Once, long ago, I was unemployed and struggled to find work. I could not even land an interview. I was utterly alone in my quest to attain employment. Consequently, I drank way too much. Fortune smiled on me, and I came into some money, which helped finance my exodus from the land of despair and chronic underemployment. I went somewhere better. Thus for me personally, my life mirrored the life of the characters in this book in some ways. The main character in this book, Anthony Patch, is a young Harvard grad from a well respected and pecuniary family. He doesn't work because there is "nothing worth doing". He tries his hand at writing but is a failure at all creative pursuits, as is his wife. Eventually his money dries up and he searches desperately and unsuccessfully for work while descending into an alcoholic miasma.
So much did my life at one point mirror this book that it was a difficult read. Am I the only one? No, I am not. This is a common occurance. Brian Cook eloquently writes on this
"The thing I was, and the things I thought I would be, had broken. I think this is a common thing these days. I think everyone gets through college with the idea they will be a special snowflake, and then they find themselves in a strange city or, worse, a city abandoned by the people they knew before. They work a job at which they are not a special snowflake. It's boring. It is not at all what anyone envisions themselves doing. If you're not a lawyer or engineer, it probably pays poorly.
And the adult world encroaches and says "this is life, get used to it."
And you write twenty pages of the Great American Novel before getting used to it."

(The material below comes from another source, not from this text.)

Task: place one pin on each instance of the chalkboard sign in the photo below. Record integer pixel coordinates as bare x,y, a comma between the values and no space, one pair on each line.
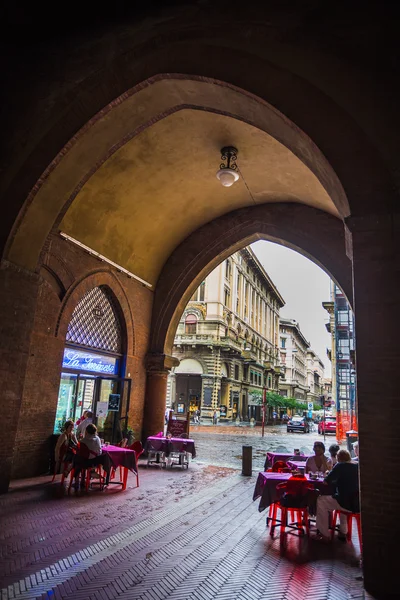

This too was my life. So I guess when trying to write that "Great American Novel", it is probably a good idea to read Fitzgerald and learn a few things. First, that he was talented and erudite, and had little to say but said it over and over again until he finally got it right. Second, that he too tried to write that Great American Novel of dejection, and even he wasn't all that successful. And finally, that you are not alone little snowflake.